The Original Energy Bar A unique Jewish food

In the episode on Jewish Food in Rome I made much of the fact that many Jewish Roman dishes are found in restaurants across Rome and beyond. Not just carciofi alla giudia but others that are probably not recognised as Jewish, like cicoria ripassata and aliciotti con l’invidia. By contrast, one that has stayed in the former Ghetto, and indeed at a single location as far as I know, is pizza ebraica.

A slice of Jewish pizza is a chunky bar about 10cm long that is a dense confection of almonds and pine nuts with dried and candied fruit and raisins, baked very dark and crunchy. It is sold by the kosher bakery Boccione, which these days generally has a line out the door. A little goes a long way.

Sweet “pizza” is not an historic abomination, unlike the Nutella-topped creations across the river in Trastevere. Bartolomeo Scappi has recipes in his 16th century treatise, and the word pizza can encompass all sorts of dishes. Pizza ebraica is more formally known as pizza di beridde, traditionally baked to celebrate the bris, or circumcision, of a baby Jewish boy. Beridde is the Roman Jewish dialect for bris.

Boccione, despite being tiny, is unmissable even if there isn’t a line to point the way. It is on the corner as you enter the main street, via del Portico Ottavia, at the far end from the synagogue. And, unsurprisingly, the building has been there a long time, longer even than the 200 years that the bakery has been there.

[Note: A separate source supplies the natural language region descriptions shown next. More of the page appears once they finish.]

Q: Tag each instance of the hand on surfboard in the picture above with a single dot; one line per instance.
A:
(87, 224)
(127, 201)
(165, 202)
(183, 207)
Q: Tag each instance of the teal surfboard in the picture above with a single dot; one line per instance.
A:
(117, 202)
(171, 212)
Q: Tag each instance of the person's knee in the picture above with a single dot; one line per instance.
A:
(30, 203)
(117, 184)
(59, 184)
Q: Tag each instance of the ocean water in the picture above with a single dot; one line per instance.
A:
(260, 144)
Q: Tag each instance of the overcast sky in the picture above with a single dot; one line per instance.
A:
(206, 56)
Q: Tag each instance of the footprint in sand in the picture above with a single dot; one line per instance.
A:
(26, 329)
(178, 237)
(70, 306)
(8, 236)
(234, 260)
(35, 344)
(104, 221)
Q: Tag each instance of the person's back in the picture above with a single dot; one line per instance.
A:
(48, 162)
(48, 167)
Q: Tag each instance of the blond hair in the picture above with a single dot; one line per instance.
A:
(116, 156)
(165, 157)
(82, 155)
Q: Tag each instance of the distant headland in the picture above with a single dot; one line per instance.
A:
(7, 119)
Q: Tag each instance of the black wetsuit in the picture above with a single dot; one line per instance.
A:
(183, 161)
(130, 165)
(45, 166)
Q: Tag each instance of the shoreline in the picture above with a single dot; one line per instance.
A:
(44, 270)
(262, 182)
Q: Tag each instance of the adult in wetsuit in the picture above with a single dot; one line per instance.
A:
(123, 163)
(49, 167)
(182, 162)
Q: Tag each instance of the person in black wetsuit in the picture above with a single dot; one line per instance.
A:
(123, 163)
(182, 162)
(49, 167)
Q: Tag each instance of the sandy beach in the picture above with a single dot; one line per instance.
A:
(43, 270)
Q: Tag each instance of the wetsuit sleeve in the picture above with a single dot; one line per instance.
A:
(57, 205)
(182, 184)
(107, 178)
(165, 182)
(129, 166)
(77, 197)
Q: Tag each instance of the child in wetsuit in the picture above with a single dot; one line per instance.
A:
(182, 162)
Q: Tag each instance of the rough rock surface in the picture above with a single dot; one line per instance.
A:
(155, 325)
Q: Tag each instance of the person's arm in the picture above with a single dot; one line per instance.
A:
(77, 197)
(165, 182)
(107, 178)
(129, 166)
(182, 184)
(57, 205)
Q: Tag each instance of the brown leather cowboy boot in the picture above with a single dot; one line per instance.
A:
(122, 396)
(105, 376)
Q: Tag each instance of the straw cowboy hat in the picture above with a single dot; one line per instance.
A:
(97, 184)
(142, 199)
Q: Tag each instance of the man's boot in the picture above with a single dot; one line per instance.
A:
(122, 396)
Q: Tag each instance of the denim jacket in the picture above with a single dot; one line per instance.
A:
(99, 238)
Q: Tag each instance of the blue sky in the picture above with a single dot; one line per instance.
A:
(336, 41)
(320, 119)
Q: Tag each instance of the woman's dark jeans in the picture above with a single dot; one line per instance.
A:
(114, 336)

18th century engraving of the Piazza Giudia in Rome
Then …
Modern photograph of Boccione bakery in the former ghetto of Rome
… and now

I was looking at a 1752 engraving by Giuseppe Vasi of the Piazza Giudia, which shows the Ghetto gate to the right, and my own photograph of Boccione, taken on a recent “research” visit. It’s a little tricky to get oriented, because the big fountain is no longer there, having been moved about 50 metres closer to the river in 1930 by order of Pope Pius XI. On the left of the engraving, though, is that distinctive chopped-off corner of the building and the number 3 and a Latin inscription. The words on the engraving look slightly different, but we all know artists edit what they see while the camera, of course, never lies.

So there it is, the forno del Ghetto, unique source of the stunningly good Jewish pizza. You can of course make it yourself, and dubious reverse-engineered recipes can be found online, but seriously, you owe it to yourself to buy a slice of the genuine article.